You're invited to attend

 

 

Gebhardt Distinguished Lecture:

 

Supercells to Supersonics
Aerospace Engineering for Atmospheric Research

 

 

featuring 

 

Brian M. Argrow

Director, Integrated Remote In Situ Sensing Program (IRISS)
Ann and H.J. Smead Department of Aerospace Engineering Sciences
University of Colorado Boulder

 

Thursday, October 24
3:30 - 4:30 p.m.
Guggenheim 442
 

 

About the Seminar: 
Who do atmospheric scientist call when they need measurements in inaccessible locations, at specific times, and in environments too dangerous for humans? Aerospace Engineers. The Research & Engineering Center for Unmanned Vehicles (RECUV) has been integrating aerospace technologies, telecommunications, and computer science into uncrewed aircraft systems (UAS). In 2004 RECUV developed and deployed the Airborne UAS and Ground Network (AUGNet) to support mobile communications for the U.S. Air Force, while simultaneously engaged with FAA to overcome regulatory challenges for the first in-situ data collection from a small UAS in thunderstorms in 2009, and the first measurements in a tornadic supercell in 2010. Created in 2015, the Integrated Remote & In Situ Sensing program (IRISS) is enabling multiple-UAS operations for in-situ data measurements on scales complementing the most advanced remote and in-situ assets, including static and mobile radars, mesonets, and hurricane hunter aircraft redirected for supercell research. In 2019, IRISS deployed its RAAVEN UAS (featured in the 2024 movie Twisters) into supercell storms simultaneously with stratospheric balloons carrying fine-wire instruments for in-situ turbulence measurements in the stratosphere near the supercells for the AFOSR Hypersonic Flight in the Turbulent Stratosphere (HYFLITS) campaign. These balloon-borne instruments were deployed in 2021 and 2022 for stratospheric measurements supporting USAF hypersonic flight tests, respectively in Sweden and the U.S.

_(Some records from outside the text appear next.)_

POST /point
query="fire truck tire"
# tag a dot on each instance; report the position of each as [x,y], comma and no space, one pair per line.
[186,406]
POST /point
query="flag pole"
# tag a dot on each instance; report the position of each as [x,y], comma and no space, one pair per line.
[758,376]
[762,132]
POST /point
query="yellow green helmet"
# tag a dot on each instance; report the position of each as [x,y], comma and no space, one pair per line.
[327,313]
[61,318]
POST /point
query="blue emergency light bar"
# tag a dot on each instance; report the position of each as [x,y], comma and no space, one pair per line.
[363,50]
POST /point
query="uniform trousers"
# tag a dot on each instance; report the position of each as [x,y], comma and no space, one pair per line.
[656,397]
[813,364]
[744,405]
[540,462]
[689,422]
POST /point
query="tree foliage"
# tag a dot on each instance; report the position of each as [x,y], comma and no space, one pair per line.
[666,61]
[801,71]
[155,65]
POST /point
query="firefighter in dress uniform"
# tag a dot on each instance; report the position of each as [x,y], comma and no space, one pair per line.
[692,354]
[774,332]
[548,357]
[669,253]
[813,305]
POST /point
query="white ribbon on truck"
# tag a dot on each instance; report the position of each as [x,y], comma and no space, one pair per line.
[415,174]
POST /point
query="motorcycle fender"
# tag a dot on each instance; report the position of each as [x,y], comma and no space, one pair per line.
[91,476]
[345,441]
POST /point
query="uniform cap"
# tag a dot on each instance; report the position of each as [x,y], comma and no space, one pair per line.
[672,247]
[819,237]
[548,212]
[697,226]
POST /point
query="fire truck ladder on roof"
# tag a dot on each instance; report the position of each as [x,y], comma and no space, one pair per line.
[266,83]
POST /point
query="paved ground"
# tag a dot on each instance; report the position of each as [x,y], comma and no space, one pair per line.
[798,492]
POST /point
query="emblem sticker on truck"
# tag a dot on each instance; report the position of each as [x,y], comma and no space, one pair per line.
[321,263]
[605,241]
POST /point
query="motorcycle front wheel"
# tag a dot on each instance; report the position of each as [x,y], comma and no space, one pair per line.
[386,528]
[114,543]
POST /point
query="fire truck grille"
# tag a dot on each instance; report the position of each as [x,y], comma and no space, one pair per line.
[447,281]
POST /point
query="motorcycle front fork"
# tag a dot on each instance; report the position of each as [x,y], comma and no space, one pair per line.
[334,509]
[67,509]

This retrospective begins the talk on the engineering/science/regulatory collaborative research producing technologies enabling small UAS to carry sensors into dynamic atmospheric environments inaccessible to crewed aircraft. Sensor fusion and state estimation challenges for integrating aircraft systems with scientific instruments including fault tolerance in conditions that degrade or disable sensors will be discussed, and results from field campaigns will be presented. The talk concludes with a prospective of research challenges for atmospheric measurements with uncrewed aeronautical systems from supercells to supersonics.

About the Speaker: 
Brian Argrow is Distinguished Professor and Glenn Murphy Endowed Chair in the Ann and H.J. Smead Department of Aerospace Engineering Sciences. He is founding Director of the Integrated Remote & In-Situ Sensing Program (IRISS) and founding Director (emeritus) of the Research and Engineering Center for Unmanned Vehicles (RECUV). His research covers the design and deployment of small UAS to high-speed aero-gasdynamics and hypersonics. He is a member of the National Academy of Engineering and Fellow of the American Institute of Aeronautics and Astronautics. He received the Department of the Air Force Exemplary Civilian Service Award for service on the Air Force Scientific Advisory Board.